There’s a constant everyday temptation to answer the question whether this gigantic, unbelievably ambitious undertaking that is the constructing of a democracy in Iraq is going to succeed or fail. And I know I ask myself that question every day when I’m there: Is it failing or is it succeeding? I always ask myself that question, and it certainly informs everything I do: Where’s it headed? Is it going down or is it going up? But I would say that I think that’s something that we should always be thinking about, and I think it’s something that I hope our readers think about a lot as well.

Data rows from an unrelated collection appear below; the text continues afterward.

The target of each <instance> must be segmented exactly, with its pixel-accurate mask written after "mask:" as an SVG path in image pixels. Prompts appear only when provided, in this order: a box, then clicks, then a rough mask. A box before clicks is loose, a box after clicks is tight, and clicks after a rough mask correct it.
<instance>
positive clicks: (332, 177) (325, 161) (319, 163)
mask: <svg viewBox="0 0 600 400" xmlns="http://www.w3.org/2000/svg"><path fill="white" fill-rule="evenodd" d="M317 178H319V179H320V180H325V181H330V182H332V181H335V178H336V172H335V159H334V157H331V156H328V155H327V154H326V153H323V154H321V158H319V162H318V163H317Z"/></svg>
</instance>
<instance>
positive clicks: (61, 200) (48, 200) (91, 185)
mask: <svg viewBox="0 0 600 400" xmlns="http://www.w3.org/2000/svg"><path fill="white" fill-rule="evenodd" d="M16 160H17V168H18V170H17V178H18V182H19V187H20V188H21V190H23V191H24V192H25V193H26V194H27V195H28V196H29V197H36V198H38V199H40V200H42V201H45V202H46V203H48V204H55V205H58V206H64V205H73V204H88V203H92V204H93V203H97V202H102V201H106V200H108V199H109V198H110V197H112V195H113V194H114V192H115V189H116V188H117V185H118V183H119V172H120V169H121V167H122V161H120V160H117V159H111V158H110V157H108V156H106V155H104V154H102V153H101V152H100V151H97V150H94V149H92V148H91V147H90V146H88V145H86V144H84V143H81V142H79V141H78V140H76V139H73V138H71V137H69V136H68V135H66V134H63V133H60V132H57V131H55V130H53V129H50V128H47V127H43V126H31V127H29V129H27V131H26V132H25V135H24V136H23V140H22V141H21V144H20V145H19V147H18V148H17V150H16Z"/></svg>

But I’d also say that we’re not, and we shouldn’t be expected to be in the business of predicting how things are going. And there’s a temptation to do that, and there are recriminations or criticisms that we’ve faced because we’ve not done that. “Why didn’t you tell us that this was going to fail?” etcetera, etcetera. So I guess I would say — and I don’t care, you don’t even have to print this — that our job is, first, to report what happens, and what happened that day, why and how and all that. But it’s not really our job to guess what’s going to come next, and I think that in the sort of supercharged atmosphere that we’re in over this war, because it’s been so polarizing, there is a temptation and an expectation by many people that we do that, and I think it’s important that we don’t. And I don’t think it’s appropriate. It’s not appropriate that people would expect that we would, you know?

Alissa Rubin
Los Angeles Times

There’s this constant balancing act between being credulous and being cynical, and you don’t want to be either one. You want to have sort of the appropriate level of skepticism. Lead the reader helpfully through the maze. Create a narrative that they can find compelling. All in roughly a thousand words. Day in, day out, you don’t always do it right.

We tend not to be analytic. We tell a story and we don’t step back and ask ourselves, “Okay, well if this is true, then what does it mean for the big picture?” We tend to be very good at telling the story we see before us. Very accurate, often. But then, what does that mean for the likelihood of success of what the Americans were trying to do in Iraq? I think we didn’t step back and think hard enough about that soon enough. And it’s not an individual failure. It’s almost a cultural aspect of American reporting that is in some ways a strength and in some ways a weakness. We have this idea that we’re supposed to be objective. So it’s on one hand, on the other hand. These people say this, these people say that. But if that’s the only way you report it, sometimes you don’t serve the reader because you haven’t helped guide them about which one might actually be true.

The Editors are the staffers of the Columbia Journalism Review.